United Nations Cyprus mediator Espen Barth Eide has quit to pursue a political career in Norway, the United Nations said on Monday, after U.N.- backed talks to broker peace between Greek and Turkish Cypriots ended in acrimony last month.
"Over the last 27 months, with steadfast dedication, commitment and creativity, Mr. Eide helped the two leaders make unprecedented progress towards reaching a viable and sustainable solution to the decades old dispute," U.N. spokesman Farhan Haq said in a statement.
Haq said Eide planned to run in the upcoming legislative elections in Norway.
He tweeted on Monday that his resignation was official. Eide will now run as a parliamentary candidate for Norway's Labour Party in September's general election.
Eide, on Aug. 3, visited Greek-Cypriot leader Nicos Anastasiades and the Turkish-Cypriot president, Mustafa Akıncı, before leaving the island.
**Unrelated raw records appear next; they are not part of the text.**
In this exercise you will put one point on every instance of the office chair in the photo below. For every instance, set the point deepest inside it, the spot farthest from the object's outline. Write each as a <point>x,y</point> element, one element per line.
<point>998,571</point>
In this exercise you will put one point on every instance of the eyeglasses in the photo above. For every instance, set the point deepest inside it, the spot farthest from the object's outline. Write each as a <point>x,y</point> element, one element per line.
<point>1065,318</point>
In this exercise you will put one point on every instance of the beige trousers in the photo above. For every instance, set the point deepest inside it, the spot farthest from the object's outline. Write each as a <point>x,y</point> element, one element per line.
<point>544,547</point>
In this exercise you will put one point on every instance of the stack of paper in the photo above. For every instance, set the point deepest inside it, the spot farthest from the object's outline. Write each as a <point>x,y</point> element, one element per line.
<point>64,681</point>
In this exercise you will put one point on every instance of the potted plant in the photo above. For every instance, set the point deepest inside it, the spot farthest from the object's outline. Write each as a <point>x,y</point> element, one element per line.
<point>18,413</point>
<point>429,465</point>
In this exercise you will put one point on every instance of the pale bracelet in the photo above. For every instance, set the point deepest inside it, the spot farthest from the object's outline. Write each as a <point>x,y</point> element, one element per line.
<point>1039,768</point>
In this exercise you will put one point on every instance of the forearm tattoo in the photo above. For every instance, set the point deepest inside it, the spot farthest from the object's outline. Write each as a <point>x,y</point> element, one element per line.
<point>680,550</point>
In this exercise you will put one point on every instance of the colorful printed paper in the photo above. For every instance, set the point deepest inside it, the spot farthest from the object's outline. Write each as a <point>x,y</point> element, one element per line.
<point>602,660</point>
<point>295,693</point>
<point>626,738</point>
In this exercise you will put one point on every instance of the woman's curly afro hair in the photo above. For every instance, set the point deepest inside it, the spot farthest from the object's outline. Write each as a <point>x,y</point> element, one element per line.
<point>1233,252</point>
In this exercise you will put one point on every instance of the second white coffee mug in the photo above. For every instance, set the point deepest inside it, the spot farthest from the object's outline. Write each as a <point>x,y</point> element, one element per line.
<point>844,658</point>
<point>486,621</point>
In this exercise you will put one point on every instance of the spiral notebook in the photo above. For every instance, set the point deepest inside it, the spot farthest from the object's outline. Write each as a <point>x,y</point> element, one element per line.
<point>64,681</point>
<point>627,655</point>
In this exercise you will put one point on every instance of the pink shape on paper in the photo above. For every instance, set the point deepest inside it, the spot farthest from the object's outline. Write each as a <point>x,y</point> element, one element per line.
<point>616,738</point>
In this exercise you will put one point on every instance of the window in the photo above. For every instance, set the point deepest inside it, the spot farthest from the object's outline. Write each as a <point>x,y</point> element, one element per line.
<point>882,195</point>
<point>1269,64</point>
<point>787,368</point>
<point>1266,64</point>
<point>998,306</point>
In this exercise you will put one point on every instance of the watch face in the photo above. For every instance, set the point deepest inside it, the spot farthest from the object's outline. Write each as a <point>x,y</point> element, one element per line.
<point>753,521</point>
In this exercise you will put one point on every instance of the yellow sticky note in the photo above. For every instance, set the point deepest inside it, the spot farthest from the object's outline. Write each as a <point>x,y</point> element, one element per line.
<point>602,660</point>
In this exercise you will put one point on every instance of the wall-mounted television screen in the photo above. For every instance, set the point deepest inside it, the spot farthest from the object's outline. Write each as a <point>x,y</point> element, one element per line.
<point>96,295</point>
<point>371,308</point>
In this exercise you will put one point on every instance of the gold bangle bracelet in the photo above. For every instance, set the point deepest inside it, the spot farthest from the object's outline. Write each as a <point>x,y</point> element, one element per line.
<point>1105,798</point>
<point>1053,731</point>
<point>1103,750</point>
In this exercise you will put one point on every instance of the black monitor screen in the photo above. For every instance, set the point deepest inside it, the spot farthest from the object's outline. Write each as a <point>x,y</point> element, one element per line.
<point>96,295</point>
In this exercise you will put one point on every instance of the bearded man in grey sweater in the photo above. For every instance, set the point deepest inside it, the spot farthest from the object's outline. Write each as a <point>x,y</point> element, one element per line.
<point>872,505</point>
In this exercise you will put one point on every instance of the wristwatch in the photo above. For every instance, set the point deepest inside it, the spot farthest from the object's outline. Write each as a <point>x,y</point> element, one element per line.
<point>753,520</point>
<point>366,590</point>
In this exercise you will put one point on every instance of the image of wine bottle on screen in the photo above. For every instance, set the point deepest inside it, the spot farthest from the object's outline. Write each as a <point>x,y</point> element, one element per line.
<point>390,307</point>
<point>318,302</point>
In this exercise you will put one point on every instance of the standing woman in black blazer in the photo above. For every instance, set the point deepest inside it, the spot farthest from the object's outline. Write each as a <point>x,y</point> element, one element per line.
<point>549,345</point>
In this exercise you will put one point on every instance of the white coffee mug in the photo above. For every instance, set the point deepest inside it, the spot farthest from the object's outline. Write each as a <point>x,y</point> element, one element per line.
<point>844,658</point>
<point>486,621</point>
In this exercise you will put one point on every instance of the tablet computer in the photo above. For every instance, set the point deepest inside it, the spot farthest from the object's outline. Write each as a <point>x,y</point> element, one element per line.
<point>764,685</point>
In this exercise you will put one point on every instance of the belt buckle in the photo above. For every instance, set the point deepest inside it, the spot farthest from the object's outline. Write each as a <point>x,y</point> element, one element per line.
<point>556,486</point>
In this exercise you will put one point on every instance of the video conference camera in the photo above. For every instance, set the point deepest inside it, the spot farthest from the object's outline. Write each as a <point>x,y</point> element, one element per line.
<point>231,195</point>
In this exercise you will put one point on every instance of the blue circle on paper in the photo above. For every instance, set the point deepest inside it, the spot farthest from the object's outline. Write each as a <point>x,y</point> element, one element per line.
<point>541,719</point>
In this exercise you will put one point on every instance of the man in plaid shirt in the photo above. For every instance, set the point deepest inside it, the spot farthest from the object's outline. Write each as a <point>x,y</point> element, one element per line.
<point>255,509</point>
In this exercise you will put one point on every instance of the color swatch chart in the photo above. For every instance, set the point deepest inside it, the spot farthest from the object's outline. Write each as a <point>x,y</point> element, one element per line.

He later tweeted about his "fond memories" of Cyprus and his hope to return one day "to a united island".
The latest of many attempts to broker an accord on Cyprus ended on July 7 after 10 days of negotiations at a Swiss Alpine resort attended by the Greek and Turkish Cypriot sides along with Britain, Greece and Turkey.
Turkey has blamed Greek Cypriot intransigence for the latest talks' failure and also faulted the European Union for admitting Cyprus as a divided island into the union in 2004, after Greek Cyprus rejected a peace deal.
Cyprus was split after guarantor power Turkey's intervention that was triggered by a Greek-inspired far-right coup in 1974. The seeds of division were sown years earlier after a power-sharing arrangement between Greek and Turkish Cypriots crumbled as a constitutional deadlock led to violence.
A settlement to the long-simmering conflict has been given sharper focus by the prospect of sizeable deposits of natural gas in the eastern Mediterranean.